In that light, either of the options we propose — a new statewide property surtax on the very wealthy or a new statewide tax on the unrealized capital gains of the very wealthy — would help to ameliorate the lack of effective taxation of the very rich in the years and decades leading up to the current and looming economic downturn. This would have been a good reason to impose such taxes even before the pandemic. In the midst of a pandemic and recession, such taxes are ever more clearly a good idea. Remember, there is a zero sum game here, assuming the federal government fails to act. Either the states and localities must cut vital services and thereby prolong the recession or else avert these cuts by raising tax revenues.

Given the scale of the emergency and the importance of the states not eating their seed corn by engaging in overly destructive cuts, it may ultimately become necessary for states to consider revenue instruments that are much further from ideal (such as even gross receipts taxes!). But before contemplating such measures, the states should start with more targeted and better overall policy options.
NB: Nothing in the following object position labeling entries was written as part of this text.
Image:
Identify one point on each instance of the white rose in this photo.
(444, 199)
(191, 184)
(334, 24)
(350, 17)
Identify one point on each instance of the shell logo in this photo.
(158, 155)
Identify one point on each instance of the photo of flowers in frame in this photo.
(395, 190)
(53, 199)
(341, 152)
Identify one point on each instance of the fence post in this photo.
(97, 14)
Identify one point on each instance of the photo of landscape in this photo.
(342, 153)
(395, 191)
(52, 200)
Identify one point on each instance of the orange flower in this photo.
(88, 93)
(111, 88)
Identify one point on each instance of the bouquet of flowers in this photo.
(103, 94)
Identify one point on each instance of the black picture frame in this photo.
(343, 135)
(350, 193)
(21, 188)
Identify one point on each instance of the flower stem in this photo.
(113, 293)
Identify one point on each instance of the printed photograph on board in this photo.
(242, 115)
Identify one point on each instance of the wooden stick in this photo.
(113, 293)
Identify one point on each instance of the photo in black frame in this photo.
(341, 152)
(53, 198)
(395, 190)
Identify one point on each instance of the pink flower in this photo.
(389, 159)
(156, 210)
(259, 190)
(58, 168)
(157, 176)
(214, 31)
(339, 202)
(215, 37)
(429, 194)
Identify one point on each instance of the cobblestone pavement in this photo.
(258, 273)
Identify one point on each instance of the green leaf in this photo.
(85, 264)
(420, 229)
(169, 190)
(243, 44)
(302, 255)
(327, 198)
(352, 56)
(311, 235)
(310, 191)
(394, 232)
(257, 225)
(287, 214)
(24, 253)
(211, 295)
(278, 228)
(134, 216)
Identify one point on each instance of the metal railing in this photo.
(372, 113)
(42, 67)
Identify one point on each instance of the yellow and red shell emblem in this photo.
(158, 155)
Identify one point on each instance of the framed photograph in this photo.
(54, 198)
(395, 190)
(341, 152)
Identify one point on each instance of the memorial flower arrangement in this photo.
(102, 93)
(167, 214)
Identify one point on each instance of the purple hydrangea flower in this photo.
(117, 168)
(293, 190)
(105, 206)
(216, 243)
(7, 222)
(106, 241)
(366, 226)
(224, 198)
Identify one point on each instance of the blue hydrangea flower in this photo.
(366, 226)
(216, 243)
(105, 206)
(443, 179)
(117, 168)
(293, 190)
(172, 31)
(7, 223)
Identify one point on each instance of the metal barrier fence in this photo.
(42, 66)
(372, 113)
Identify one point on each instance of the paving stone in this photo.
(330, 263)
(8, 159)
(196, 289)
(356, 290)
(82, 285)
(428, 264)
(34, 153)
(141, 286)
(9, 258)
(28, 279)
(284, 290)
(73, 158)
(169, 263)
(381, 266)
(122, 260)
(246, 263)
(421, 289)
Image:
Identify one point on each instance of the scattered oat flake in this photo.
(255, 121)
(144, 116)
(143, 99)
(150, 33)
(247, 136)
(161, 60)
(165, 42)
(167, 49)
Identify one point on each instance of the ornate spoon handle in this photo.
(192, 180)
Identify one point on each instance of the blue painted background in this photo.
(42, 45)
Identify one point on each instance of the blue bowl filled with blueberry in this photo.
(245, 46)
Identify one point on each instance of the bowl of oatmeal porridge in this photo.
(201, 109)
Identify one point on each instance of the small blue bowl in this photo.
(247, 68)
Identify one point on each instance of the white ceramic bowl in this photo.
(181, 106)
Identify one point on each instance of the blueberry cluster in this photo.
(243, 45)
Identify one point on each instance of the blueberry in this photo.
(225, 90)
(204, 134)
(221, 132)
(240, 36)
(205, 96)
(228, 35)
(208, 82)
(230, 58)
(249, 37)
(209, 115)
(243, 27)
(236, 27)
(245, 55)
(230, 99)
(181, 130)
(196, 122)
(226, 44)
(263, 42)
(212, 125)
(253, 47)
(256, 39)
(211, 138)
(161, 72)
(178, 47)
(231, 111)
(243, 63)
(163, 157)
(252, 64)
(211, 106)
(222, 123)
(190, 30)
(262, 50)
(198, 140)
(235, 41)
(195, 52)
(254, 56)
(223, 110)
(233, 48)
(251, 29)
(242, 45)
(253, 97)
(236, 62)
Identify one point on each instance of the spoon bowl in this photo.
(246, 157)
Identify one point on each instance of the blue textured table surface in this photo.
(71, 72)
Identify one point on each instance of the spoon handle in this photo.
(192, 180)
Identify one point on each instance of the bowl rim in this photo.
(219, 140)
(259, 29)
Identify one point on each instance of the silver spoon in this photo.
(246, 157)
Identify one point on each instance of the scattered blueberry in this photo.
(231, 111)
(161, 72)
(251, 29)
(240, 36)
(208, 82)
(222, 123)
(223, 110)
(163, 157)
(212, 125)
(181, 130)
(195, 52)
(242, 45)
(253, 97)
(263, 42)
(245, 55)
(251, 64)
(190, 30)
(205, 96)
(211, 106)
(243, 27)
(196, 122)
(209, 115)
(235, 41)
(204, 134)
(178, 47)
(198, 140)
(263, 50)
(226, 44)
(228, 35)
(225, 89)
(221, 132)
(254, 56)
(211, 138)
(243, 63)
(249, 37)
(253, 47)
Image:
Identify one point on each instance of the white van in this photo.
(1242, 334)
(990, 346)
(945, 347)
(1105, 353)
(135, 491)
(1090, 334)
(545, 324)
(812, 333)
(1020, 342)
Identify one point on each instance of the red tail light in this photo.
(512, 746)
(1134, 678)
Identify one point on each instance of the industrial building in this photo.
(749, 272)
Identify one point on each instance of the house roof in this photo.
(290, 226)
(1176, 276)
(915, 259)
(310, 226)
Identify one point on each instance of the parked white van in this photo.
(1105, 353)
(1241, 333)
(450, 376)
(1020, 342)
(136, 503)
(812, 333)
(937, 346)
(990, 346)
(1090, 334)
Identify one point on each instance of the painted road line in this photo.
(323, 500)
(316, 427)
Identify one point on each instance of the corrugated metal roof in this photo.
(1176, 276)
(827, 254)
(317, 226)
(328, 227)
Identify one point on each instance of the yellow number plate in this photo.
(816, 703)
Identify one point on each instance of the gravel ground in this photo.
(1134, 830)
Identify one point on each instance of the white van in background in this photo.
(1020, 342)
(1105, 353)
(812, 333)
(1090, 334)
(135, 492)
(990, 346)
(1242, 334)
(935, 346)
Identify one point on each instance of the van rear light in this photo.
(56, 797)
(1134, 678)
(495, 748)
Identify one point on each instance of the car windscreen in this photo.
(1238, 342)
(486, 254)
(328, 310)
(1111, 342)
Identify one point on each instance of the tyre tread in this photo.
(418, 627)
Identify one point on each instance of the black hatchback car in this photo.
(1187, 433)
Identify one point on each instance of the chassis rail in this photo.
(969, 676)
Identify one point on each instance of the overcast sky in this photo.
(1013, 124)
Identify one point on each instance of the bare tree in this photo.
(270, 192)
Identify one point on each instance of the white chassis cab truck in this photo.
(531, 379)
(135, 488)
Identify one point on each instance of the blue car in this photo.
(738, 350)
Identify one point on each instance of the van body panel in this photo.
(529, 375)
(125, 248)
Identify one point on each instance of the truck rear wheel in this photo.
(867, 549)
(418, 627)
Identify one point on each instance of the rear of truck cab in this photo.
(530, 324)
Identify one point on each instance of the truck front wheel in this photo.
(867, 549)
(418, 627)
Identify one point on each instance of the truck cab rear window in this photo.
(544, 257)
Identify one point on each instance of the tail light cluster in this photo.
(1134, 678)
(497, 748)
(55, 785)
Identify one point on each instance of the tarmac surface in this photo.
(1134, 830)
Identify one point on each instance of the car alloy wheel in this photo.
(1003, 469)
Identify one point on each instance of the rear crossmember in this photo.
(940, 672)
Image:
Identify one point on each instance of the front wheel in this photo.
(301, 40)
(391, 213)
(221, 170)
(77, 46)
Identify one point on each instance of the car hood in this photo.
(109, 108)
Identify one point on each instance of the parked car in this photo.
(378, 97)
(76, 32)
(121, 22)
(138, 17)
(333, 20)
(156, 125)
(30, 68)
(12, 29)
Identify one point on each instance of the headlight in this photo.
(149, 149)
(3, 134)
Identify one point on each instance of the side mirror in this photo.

In that light, we view our proposals for real property surtaxes on the wealthiest or partial deemed realization of the unrealized capital gains of the very wealthy as especially promising.

[1] See David Gamage, “Preventing State Budget Crises: Managing the Fiscal Volatility Problem,” 98 Cal. L. Rev. 749 (2010).

[2] https://www.law.virginia.edu/academics/program/project-safe

[3] Gamage, supra note 1.

[4] For elaboration as to why, see id.

[5] Daniel Markovitz has made a similar proposal at the federal level: see https://www.nytimes.com/2020/04/21/opinion/coronavirus-wealth-tax.html.

[6] Mark Gergen estimates “73% of the total value of income-producing assets” are publicly-traded securities. Mark Gergen, How to Tax Capital, 70 Tax L. Rev. 1, 22 (2016).

[7] IRC 965(h).

[8] https://web.stanford.edu/~cy10/public/Jun16ASRFeature.pdf; https://www.nber.org/papers/w26349.

[9] For example, we are not considering what would happen if states imposed much higher tax rates than they currently do.

[10] See David Gamage, Five Key Research Findings on Wealth Taxation for the Super Rich Gamage, David, Five Key Research Findings on Wealth Taxation for the Super Rich (July 27, 2019), available at https://ssrn.com/abstract=3427827.

[11] Id. (citing Edward J. McCaffery, The Death of the Income Tax (Or, The Rise of America’s Universal Wage Tax), Center for Law and Social Science Research Papers Series №18–25, at 2 (August 31, 2018)).